CTIA combines its shows as carrier influence over phones, apps declines

Instead of running two suffering conferences, mobile carrier industry group CTIA hopes to create a single successful “super mobile show”. In 2014 it’s canning its annual spring conference and will instead merge that content with its smaller enterprise-and-IT-focused show, MobileCON, which it typically holds every year in September or October.

CTIA’s eponymous spring conference used to be the biggest mobile and wireless event in North America, providing the latest showcase for new phones, services and technology. But in the last five years or so the event has been overshadowed by the CEA’s Consumer Electronics Showcase in Las Vegas and the GSM Association’s Mobile World Congress in Barcelona.

Not only do both shows take place right before CTIA each calendar year, but shifting trends in the industry made CTIA less and less relevant. CTIA is a carrier-driven event, but as the smartphone opened up the mobile ecosystem to a wealth of new third-party apps, OSes and devices; the role of the carrier has shrunk. Meanwhile, the importance of the smartphone as a high-powered connected computer has gained primacy, which made CES a natural fit for new device and app launches.

CTIA’s other big focus was on the arcane world of network infrastructure, in particular the CDMA technologies used by a good deal of operators in the Americas. But as global carriers consolidated under a single GSM-driven 4G technology, LTE, CTIA’s networking influenced dwindled. MWC, which originally focused on European operators and GSM standards, became a much more worldly conference.

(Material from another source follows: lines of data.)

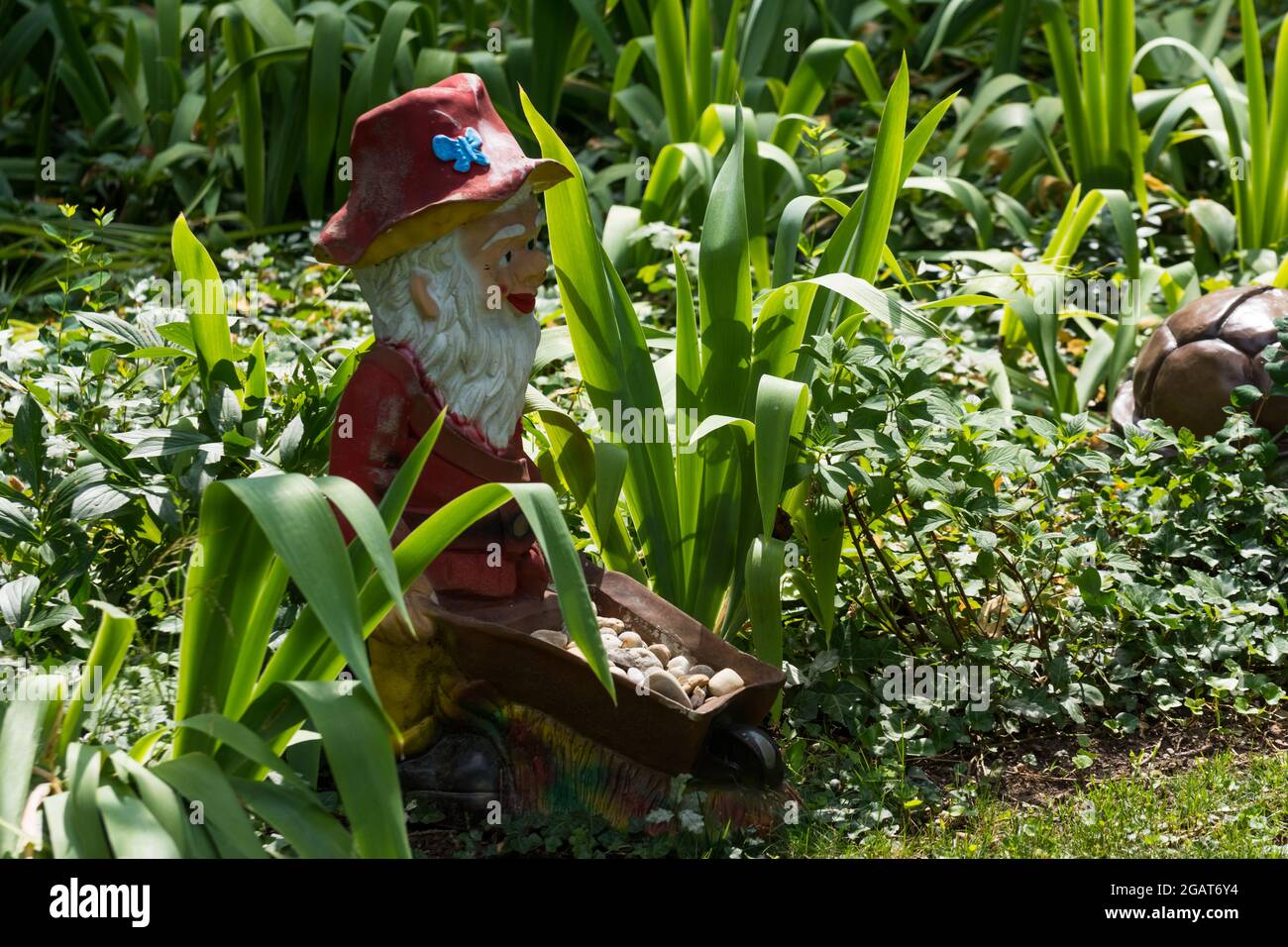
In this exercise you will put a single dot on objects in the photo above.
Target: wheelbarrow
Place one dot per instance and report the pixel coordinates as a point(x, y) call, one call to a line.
point(475, 669)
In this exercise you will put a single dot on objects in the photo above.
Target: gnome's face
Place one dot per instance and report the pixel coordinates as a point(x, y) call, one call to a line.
point(464, 304)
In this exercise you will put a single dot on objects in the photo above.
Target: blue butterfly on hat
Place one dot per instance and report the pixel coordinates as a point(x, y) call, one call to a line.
point(464, 150)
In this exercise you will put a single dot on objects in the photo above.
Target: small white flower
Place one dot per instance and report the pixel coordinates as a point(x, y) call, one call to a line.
point(58, 446)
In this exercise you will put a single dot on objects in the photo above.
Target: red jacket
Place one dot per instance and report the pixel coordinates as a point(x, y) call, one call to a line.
point(385, 408)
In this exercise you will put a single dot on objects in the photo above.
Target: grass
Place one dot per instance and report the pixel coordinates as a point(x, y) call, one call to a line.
point(1224, 806)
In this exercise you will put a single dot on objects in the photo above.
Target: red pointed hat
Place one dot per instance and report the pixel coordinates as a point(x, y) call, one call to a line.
point(423, 165)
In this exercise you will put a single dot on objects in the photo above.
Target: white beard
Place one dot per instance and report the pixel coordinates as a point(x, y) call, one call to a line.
point(477, 359)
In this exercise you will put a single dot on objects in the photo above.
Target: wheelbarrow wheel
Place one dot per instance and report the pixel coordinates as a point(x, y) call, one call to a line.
point(743, 754)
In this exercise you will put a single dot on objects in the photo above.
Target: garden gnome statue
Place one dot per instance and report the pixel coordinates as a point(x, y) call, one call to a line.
point(441, 228)
point(1194, 361)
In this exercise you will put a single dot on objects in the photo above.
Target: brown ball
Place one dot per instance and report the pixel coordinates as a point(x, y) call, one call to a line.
point(1194, 361)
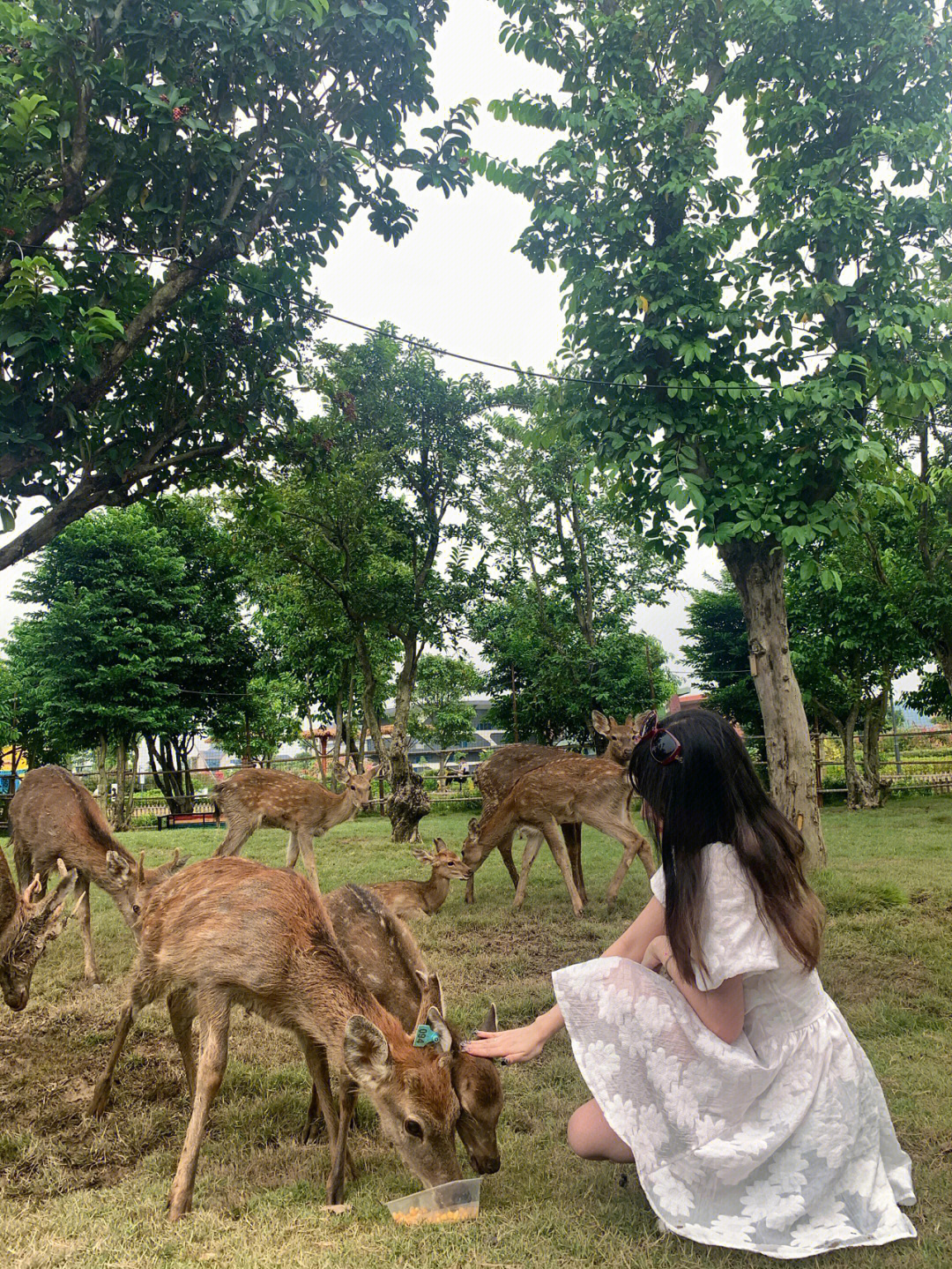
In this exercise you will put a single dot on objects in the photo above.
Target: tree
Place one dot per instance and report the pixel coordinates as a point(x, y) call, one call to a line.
point(851, 639)
point(546, 679)
point(379, 511)
point(439, 713)
point(170, 176)
point(718, 653)
point(98, 661)
point(210, 683)
point(734, 338)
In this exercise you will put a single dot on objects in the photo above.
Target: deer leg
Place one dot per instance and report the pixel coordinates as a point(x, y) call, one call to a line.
point(321, 1094)
point(347, 1095)
point(239, 832)
point(633, 844)
point(307, 849)
point(138, 997)
point(182, 1014)
point(211, 1071)
point(534, 843)
point(506, 852)
point(557, 844)
point(89, 962)
point(572, 832)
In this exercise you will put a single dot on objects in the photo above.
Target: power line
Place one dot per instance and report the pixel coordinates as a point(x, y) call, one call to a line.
point(721, 389)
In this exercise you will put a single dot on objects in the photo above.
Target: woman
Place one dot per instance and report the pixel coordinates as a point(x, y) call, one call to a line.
point(714, 1056)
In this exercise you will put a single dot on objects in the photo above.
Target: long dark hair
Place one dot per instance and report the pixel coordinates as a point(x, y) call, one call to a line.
point(711, 792)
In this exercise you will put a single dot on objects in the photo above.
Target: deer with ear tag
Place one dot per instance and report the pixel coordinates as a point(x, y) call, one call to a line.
point(388, 961)
point(236, 931)
point(26, 924)
point(54, 816)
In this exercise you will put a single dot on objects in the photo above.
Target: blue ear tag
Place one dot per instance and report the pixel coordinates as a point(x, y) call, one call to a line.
point(425, 1035)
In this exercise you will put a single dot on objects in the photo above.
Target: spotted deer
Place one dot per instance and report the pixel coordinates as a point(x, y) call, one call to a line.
point(388, 961)
point(236, 931)
point(278, 800)
point(52, 815)
point(507, 764)
point(26, 924)
point(575, 789)
point(424, 898)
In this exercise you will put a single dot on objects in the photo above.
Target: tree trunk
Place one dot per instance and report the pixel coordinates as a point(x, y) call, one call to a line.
point(101, 774)
point(757, 571)
point(168, 763)
point(876, 788)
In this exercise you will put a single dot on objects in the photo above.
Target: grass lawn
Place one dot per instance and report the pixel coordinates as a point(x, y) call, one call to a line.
point(93, 1193)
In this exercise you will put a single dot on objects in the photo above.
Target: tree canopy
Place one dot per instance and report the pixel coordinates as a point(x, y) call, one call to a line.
point(171, 173)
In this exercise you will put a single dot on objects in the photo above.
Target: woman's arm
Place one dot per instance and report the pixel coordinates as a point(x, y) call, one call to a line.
point(721, 1009)
point(524, 1043)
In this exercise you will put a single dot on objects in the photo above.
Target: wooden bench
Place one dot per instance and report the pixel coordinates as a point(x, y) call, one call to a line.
point(187, 820)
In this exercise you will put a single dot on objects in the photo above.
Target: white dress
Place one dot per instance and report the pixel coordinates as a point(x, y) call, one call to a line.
point(778, 1144)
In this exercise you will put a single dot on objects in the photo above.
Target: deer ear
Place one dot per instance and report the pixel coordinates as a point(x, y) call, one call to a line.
point(117, 866)
point(443, 1031)
point(599, 722)
point(367, 1055)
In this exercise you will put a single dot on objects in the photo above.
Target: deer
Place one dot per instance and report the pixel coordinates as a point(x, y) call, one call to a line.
point(575, 789)
point(500, 772)
point(388, 961)
point(54, 815)
point(424, 898)
point(26, 925)
point(279, 800)
point(236, 931)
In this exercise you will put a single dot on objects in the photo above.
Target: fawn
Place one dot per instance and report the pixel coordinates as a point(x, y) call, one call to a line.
point(390, 963)
point(26, 928)
point(52, 815)
point(575, 789)
point(424, 898)
point(279, 800)
point(236, 931)
point(505, 765)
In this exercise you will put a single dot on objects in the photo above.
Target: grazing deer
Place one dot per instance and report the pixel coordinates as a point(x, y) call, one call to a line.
point(387, 959)
point(279, 800)
point(26, 928)
point(236, 931)
point(52, 815)
point(424, 898)
point(507, 764)
point(575, 789)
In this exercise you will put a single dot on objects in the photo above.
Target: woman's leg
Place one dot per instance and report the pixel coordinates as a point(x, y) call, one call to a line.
point(591, 1138)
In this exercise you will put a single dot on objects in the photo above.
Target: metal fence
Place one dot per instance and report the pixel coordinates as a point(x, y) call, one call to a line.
point(914, 760)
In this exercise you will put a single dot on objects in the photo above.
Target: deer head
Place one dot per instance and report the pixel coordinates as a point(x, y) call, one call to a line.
point(478, 1087)
point(411, 1092)
point(356, 785)
point(35, 922)
point(621, 736)
point(443, 861)
point(130, 885)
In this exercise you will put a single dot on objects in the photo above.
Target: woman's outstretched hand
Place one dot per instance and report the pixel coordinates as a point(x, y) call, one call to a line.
point(520, 1045)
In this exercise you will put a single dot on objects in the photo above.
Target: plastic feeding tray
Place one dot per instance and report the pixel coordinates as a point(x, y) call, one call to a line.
point(455, 1201)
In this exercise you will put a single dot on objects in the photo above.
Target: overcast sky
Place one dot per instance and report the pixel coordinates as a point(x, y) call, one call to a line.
point(455, 280)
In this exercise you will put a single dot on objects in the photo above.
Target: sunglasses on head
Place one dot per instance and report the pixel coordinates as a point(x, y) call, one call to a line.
point(663, 745)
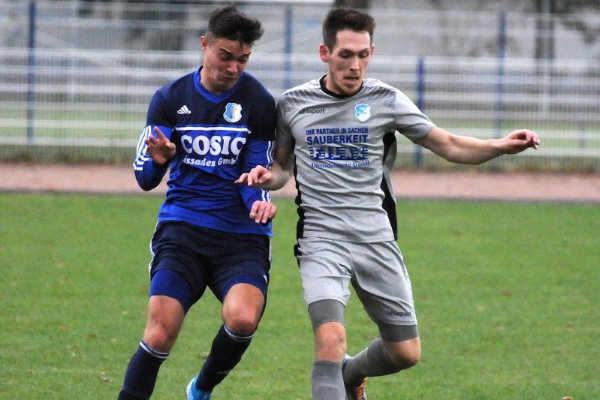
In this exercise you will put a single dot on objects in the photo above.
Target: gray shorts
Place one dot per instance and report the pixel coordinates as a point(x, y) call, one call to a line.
point(375, 270)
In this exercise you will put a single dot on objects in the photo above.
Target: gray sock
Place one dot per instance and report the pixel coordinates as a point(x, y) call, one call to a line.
point(327, 382)
point(372, 361)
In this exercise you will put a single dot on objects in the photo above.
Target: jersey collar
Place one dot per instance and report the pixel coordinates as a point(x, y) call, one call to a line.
point(329, 92)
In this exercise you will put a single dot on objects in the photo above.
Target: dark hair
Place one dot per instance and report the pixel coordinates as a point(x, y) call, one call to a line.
point(229, 23)
point(341, 18)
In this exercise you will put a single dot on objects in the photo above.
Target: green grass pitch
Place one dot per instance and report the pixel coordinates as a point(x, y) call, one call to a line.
point(507, 297)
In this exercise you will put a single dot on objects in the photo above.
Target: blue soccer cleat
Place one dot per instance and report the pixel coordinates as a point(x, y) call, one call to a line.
point(192, 393)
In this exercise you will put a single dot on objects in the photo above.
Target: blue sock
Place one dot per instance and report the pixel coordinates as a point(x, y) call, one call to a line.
point(226, 352)
point(141, 373)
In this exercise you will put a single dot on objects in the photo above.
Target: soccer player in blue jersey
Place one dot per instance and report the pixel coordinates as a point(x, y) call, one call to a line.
point(337, 136)
point(207, 127)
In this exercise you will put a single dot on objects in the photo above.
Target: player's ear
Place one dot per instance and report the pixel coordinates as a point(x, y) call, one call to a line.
point(324, 53)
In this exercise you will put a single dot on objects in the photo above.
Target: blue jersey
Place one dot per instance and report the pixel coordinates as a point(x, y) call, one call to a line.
point(217, 138)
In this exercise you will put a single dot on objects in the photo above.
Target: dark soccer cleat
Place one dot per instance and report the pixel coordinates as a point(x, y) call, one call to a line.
point(357, 392)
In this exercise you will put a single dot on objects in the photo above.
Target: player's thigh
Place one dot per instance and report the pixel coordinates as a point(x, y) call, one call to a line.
point(242, 259)
point(382, 283)
point(325, 268)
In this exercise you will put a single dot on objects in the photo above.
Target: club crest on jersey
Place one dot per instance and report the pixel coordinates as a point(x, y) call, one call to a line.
point(362, 112)
point(233, 112)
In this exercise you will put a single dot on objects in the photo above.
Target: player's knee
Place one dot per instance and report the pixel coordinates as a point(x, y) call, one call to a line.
point(243, 325)
point(330, 341)
point(159, 338)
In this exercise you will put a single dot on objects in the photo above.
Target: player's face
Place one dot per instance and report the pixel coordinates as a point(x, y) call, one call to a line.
point(224, 62)
point(347, 61)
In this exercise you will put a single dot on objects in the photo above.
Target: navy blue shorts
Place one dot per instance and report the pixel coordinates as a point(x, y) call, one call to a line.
point(188, 259)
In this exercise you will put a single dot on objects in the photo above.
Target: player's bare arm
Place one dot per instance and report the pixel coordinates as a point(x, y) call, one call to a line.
point(469, 150)
point(160, 148)
point(272, 179)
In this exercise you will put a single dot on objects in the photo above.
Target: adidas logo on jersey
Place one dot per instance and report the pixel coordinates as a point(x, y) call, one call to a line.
point(184, 110)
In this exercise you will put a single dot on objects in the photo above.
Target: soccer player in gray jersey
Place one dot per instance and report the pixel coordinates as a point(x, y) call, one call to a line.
point(338, 135)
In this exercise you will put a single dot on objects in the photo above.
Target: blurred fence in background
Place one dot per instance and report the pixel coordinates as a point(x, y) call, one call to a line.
point(76, 77)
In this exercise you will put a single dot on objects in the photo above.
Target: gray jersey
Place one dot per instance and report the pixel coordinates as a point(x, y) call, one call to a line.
point(345, 149)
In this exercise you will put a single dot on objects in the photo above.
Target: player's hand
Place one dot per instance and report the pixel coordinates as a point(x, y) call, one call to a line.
point(259, 177)
point(262, 211)
point(519, 140)
point(160, 148)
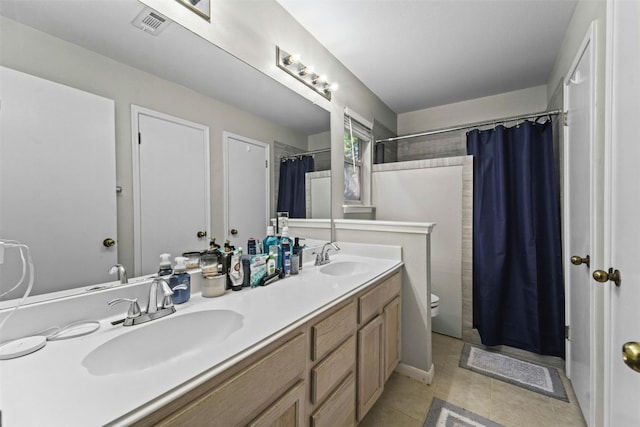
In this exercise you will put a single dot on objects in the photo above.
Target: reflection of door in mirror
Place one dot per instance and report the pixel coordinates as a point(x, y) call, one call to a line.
point(171, 197)
point(246, 189)
point(57, 182)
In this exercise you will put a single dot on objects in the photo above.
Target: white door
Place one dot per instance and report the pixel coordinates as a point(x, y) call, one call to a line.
point(579, 225)
point(57, 182)
point(171, 200)
point(247, 189)
point(623, 323)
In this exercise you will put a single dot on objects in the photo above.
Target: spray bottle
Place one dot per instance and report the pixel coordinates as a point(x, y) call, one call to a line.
point(285, 249)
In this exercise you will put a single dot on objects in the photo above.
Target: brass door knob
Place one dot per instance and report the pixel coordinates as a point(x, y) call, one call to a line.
point(613, 275)
point(631, 355)
point(576, 260)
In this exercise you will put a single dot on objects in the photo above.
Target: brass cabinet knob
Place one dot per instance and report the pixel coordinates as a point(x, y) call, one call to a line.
point(603, 276)
point(631, 355)
point(577, 260)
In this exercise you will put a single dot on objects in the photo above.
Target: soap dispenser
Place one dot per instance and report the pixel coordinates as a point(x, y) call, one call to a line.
point(180, 277)
point(165, 265)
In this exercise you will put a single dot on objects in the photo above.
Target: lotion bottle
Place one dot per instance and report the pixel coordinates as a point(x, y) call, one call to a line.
point(271, 264)
point(165, 265)
point(180, 277)
point(285, 250)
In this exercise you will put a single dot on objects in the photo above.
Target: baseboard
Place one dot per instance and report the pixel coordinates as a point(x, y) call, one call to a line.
point(415, 373)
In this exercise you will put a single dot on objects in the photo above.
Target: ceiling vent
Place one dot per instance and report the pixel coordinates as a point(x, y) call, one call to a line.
point(151, 21)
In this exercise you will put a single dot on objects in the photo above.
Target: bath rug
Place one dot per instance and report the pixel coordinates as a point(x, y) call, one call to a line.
point(445, 414)
point(532, 376)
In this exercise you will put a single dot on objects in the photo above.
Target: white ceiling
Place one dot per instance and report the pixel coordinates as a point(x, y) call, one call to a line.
point(104, 26)
point(416, 54)
point(413, 54)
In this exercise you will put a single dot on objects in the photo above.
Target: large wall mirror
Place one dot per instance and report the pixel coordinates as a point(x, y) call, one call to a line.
point(94, 47)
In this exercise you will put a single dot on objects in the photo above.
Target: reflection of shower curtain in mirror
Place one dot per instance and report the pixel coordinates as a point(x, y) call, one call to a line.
point(291, 189)
point(518, 290)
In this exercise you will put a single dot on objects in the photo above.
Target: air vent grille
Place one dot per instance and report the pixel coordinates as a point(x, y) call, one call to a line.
point(151, 21)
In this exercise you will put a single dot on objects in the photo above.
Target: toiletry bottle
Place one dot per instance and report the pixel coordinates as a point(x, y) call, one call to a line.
point(210, 259)
point(251, 246)
point(297, 250)
point(285, 250)
point(236, 272)
point(180, 277)
point(271, 244)
point(226, 262)
point(271, 264)
point(165, 265)
point(286, 257)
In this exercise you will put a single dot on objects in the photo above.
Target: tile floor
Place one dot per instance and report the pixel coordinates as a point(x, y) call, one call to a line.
point(405, 402)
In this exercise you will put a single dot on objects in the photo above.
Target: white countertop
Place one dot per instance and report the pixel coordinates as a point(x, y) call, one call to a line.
point(52, 387)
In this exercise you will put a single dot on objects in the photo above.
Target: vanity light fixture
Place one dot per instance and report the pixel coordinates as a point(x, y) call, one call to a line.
point(304, 73)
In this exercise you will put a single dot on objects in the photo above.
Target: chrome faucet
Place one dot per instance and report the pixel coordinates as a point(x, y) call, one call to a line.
point(153, 311)
point(122, 274)
point(322, 257)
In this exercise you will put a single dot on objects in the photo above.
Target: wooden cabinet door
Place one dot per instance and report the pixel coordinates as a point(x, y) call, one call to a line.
point(288, 411)
point(391, 337)
point(370, 365)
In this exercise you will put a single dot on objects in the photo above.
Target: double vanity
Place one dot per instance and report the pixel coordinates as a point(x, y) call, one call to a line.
point(312, 349)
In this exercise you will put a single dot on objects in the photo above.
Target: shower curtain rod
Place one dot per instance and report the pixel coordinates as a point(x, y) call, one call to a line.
point(473, 125)
point(306, 153)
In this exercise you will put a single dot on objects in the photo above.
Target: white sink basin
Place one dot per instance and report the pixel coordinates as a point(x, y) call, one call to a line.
point(345, 268)
point(161, 341)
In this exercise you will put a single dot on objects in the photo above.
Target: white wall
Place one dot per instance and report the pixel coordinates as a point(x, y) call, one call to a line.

While CTIA didn’t specifically cite the competition in its announcement, the big reason for placing its unified super show in the fall can only be to put some distance between it and CES and MWC. The first merged event will be held the week of Sept. 9 in Las Vegas, which positions CTIA to catch new device launches for the holidays.

CTIA’s exhibitors and members have been clamoring for a single-show format for years, but I wonder if the move is a bit too late to restore the conference’s luster. As I’ve said before, the biggest problem with CTIA is that, as a conference, it has functioned more as a big podium from which carriers talked down to the industry. That was fine 10 years ago when carriers were the alpha and the omega of mobile, but since then the industry has outgrown the operators.